Para ciclistas amadores mais ambiciosos, isso significa que, ao planejar maratonas longas ou etapas nos Alpes, vale treinar não só pernas e pulmões, mas também testar o próprio “setup de alimentação”. Nem toda barra, gel ou bebida esportiva cai bem para todo mundo.
Força mental: o fator invisível nas distâncias longas
A partir de um certo ponto, não é apenas o corpo que trabalha - é a cabeça que passa a mandar. São horas sentado no selim, subidas pequenas que se repetem, vento contra, e em algum momento quase tudo dói. Nessas fases, uma postura mental estável faz diferença.
- Avaliação realista da própria condição
- Dividir o trajeto em etapas menores
- Priorizar cadência e respiração, em vez de focar na dor
- Aceitar que momentos ruins fazem parte
Quando a pessoa sabe que energia, hidratação e ritmo estão sob controle, atravessa esses trechos com mais facilidade. O pensamento desacelera porque a base está bem montada.

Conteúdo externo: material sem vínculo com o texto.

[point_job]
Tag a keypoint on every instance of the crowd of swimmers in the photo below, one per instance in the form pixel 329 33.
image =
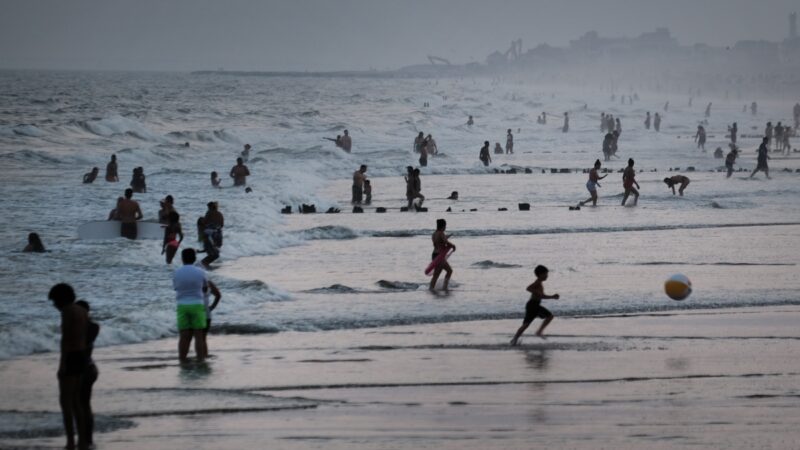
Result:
pixel 77 372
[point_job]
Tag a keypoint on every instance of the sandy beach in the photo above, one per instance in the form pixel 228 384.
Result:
pixel 723 378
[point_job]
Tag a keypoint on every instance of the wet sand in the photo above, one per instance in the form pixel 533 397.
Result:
pixel 723 378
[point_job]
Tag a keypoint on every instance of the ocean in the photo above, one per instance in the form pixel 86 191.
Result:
pixel 736 238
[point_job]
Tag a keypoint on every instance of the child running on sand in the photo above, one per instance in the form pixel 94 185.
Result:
pixel 534 308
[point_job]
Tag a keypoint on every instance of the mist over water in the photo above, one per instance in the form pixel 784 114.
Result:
pixel 315 272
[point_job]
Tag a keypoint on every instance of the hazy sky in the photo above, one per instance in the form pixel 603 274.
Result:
pixel 345 34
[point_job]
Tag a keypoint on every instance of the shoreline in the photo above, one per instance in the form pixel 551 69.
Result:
pixel 657 380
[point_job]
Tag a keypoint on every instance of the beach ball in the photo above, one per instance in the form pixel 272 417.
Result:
pixel 678 287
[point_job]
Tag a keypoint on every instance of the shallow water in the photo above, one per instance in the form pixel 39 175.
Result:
pixel 736 239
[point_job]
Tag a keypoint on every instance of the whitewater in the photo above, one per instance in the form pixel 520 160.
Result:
pixel 737 238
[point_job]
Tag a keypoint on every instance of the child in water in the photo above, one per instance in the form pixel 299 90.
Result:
pixel 534 308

Por que o ciclismo funciona ainda melhor com uma alimentação bem pensada
Com razão, o ciclismo é visto como uma das formas mais “amigas das articulações” para desenvolver resistência. Coração e circulação se beneficiam, o metabolismo fica mais ativo e muita gente termina uma volta com a mente mais clara. Para que esses efeitos se mantenham no longo prazo, entra a rotina: treinos regulares, descanso suficiente e uma alimentação compatível com a carga.
Quem pedala mais vezes até o trabalho, planeja passeios de fim de semana ou se prepara para uma prova aberta ao público pode ganhar muito com ajustes simples. Um café da manhã pequeno antes de um deslocamento mais longo, uma banana no bolso da camisa, mais uma garrafa de água - nada disso é “truque de profissional”, e sim hábito básico com resultado perceptível.
Há ainda um detalhe frequentemente subestimado: muita gente interpreta de forma generosa os termos “em jejum” e “leve”. Um pedal perto do próprio limite não entra mais nessa categoria. Com frequência cardíaca alta, o corpo depende sobretudo de carboidratos e precisa de combustível. Sinais como tontura, sensação de frio ou fadiga extrema devem ser levados a sério - uma parada rápida com energia e água ajuda mais do que insistir por teimosia.
No fim, vale a abordagem prática: quanto tempo vou ficar no selim hoje, qual será a intensidade e como me senti em pedais parecidos? Respondendo essas três perguntas com honestidade, quase sempre aparece a estratégia certa: às vezes em jejum, muitas vezes com um café da manhã leve e, em grandes desafios, com um plano claro de reposição.